The core structure and language of the key provisions of these laws are almost identical. These laws broadly declare as invalid marriages performed after conversion of one of the spouses through vaguely defines factors such as coercion, “allurement”, “undue influence” or fraudulent means.
Moreover, most of these laws place the burden of proof on the accused to demonstrate that their spouse’s consent for conversion was not obtained illegally. That is, the default assumption under these laws is that marriages through conversion are illegal and non-consensual.
These laws allow any family member of a supposed victim of forced conversion by marriage to register a first information report under the act. All offences under the acts are non-bailable.
Converted persons must send a declaration of their conversion to the district magistrate, who then displays the declaration on their office’s noticeboard before confirming the conversion. The declaration, in full public view, consists of personal identifiable details of the converted person.

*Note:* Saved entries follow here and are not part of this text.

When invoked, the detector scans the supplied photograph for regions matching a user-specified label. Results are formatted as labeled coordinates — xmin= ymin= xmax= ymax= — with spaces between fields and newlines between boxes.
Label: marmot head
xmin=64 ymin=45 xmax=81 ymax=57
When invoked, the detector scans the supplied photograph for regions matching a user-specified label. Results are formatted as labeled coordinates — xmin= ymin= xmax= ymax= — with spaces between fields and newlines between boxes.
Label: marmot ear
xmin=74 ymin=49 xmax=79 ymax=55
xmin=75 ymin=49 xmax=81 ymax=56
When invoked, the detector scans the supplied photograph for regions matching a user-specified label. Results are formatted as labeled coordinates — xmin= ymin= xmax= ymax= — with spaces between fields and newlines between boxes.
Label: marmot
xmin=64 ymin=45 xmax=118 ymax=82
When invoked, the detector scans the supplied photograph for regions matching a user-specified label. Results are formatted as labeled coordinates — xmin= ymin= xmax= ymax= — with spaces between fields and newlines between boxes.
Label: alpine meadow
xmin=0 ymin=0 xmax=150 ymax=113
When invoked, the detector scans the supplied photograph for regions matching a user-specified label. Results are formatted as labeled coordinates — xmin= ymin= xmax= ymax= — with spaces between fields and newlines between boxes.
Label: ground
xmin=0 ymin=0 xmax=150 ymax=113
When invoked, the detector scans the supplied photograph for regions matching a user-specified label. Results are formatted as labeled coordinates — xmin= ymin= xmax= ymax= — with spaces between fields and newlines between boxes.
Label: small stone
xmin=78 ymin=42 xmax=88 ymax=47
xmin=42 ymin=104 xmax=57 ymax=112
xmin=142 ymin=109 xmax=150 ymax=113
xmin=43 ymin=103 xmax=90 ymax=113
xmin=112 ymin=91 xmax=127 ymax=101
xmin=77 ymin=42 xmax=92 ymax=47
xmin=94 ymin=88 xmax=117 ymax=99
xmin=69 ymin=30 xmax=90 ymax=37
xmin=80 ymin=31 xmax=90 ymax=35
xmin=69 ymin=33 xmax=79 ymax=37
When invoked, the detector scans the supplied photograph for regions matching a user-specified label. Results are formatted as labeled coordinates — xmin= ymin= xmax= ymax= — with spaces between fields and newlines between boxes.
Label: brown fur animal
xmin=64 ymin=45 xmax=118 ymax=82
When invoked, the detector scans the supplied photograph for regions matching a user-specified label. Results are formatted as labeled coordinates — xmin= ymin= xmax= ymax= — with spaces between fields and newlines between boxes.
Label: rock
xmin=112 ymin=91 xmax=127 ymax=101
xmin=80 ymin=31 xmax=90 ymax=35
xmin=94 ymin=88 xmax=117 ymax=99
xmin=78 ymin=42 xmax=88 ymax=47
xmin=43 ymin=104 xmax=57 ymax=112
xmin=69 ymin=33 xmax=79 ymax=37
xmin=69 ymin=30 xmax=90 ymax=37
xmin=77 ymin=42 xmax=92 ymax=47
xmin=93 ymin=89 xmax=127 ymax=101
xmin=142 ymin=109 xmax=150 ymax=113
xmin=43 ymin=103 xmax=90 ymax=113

Marriage can only take place once the district magistrate has allowed the conversion. In case it is a Muslim man trying to marry a Hindu woman, this permission would be near impossible.
Onerous requirements
All these elements together make the laws ripe for misuse by authorities and vigilante groups to target and harass minorities and interfaith couples. A mere complaint by the family members of any interfaith couple – usually those of the daughter – under these laws can lead to the spouse – usually the husband – being arrested.

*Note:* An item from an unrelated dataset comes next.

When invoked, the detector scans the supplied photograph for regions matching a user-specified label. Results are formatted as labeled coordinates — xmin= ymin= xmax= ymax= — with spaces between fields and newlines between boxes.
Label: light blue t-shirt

This is illustrated by the ordeal of an interfaith couple in Uttar Pradesh’s Moradabad soon after the state enacted its anti-conversion law.

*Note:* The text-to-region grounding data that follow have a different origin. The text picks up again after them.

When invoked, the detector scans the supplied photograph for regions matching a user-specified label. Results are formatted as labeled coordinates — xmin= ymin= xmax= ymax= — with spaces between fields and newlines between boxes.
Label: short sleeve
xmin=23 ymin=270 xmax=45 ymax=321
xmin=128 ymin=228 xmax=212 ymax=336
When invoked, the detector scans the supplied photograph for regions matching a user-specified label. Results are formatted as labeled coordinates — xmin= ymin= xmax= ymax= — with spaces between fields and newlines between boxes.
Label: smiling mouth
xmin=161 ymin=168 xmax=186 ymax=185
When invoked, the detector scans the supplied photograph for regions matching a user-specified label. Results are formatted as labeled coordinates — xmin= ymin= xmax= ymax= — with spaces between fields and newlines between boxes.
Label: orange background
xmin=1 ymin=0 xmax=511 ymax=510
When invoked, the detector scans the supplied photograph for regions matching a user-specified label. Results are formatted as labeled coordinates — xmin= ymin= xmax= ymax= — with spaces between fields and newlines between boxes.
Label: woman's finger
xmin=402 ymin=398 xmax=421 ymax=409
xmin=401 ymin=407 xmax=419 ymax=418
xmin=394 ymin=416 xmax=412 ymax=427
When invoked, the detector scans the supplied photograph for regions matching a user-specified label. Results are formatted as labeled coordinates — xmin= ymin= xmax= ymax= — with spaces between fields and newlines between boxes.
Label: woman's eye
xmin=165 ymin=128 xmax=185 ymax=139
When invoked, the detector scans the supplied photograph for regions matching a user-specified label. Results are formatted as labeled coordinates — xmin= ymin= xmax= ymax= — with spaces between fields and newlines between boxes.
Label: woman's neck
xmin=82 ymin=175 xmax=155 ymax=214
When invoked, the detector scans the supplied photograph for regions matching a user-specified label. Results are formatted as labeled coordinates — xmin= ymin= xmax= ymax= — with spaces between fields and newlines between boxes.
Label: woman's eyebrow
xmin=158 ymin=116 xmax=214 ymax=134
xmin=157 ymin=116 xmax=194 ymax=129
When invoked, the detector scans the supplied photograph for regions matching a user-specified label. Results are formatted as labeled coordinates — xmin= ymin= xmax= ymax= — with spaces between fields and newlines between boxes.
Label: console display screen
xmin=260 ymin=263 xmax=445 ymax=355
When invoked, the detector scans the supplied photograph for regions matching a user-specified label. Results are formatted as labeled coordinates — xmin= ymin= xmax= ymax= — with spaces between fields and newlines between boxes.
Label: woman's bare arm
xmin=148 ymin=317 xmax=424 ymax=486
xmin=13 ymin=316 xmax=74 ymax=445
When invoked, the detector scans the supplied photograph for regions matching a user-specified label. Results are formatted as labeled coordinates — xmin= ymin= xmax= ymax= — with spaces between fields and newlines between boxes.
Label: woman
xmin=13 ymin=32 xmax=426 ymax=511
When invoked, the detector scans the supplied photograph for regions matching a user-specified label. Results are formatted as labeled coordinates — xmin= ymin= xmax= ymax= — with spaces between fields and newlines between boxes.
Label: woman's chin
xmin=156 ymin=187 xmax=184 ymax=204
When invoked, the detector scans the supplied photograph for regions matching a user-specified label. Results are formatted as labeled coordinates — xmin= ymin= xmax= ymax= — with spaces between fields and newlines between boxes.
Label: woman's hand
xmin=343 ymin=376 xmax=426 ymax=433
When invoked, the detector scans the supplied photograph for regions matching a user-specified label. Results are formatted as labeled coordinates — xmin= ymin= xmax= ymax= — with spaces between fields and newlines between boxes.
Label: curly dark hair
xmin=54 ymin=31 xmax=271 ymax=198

A Muslim husband of a Hindu woman who had converted to Islam to marry him was arrested in 2020 under the anti-conversion law, according to an NDTV report. The couple had reportedly married under Islamic law a few months prior to the arrest. The woman’s mother had complained to the police, alleging that her daughter was forcibly converted by the man.
When the woman went to register her marriage at the marriage registrar’s office and confirm that she had voluntarily converted, she was heckled by Hindutva activists.
Scroll had reported last year that several interfaith couples that chose to marry after conversion in Uttar Pradesh found it extremely difficult to comply with the onerous requirements of the state’s anti-conversion law to solemnise their marriages. As a result, they were denied protection from violence from their family members by the Allahabad High Court.
Judicial seesaw
The High Court has also denied protection from violence to interfaith unmarried couples by relying on the law, Scroll reported last year. The court’s reasoning – that conversion is required for relationships “in the nature of marriage”, which means live-in relationships, even though there is no such requirement under the law – represented judicial overreach.
Not all courts have regarded interfaith couples with suspicion, though. In 2021, the Gujarat High Court placed an interim stay on provisions of the state’s anti-conversion law that assumed religious conversions for marriage were fraudulent or forced. The court’s rationale: “to protect the parties solemnising marriage inter-faith from being unnecessarily harassed”.
In 2022, the Madhya Pradesh High Court had similarly stayed the provision of the state’s anti-conversion law requiring prior notice to a district magistrate for religious conversion before marriage. The court forbade the state government from prosecuting those who voluntarily convert in order to marry without informing authorities, calling it visibly unconstitutional.
Despite the stays, BJP governments in other states have gone on to pass similar laws. In 2023, the Karnataka law was repealed after BJP lost power to the Congress.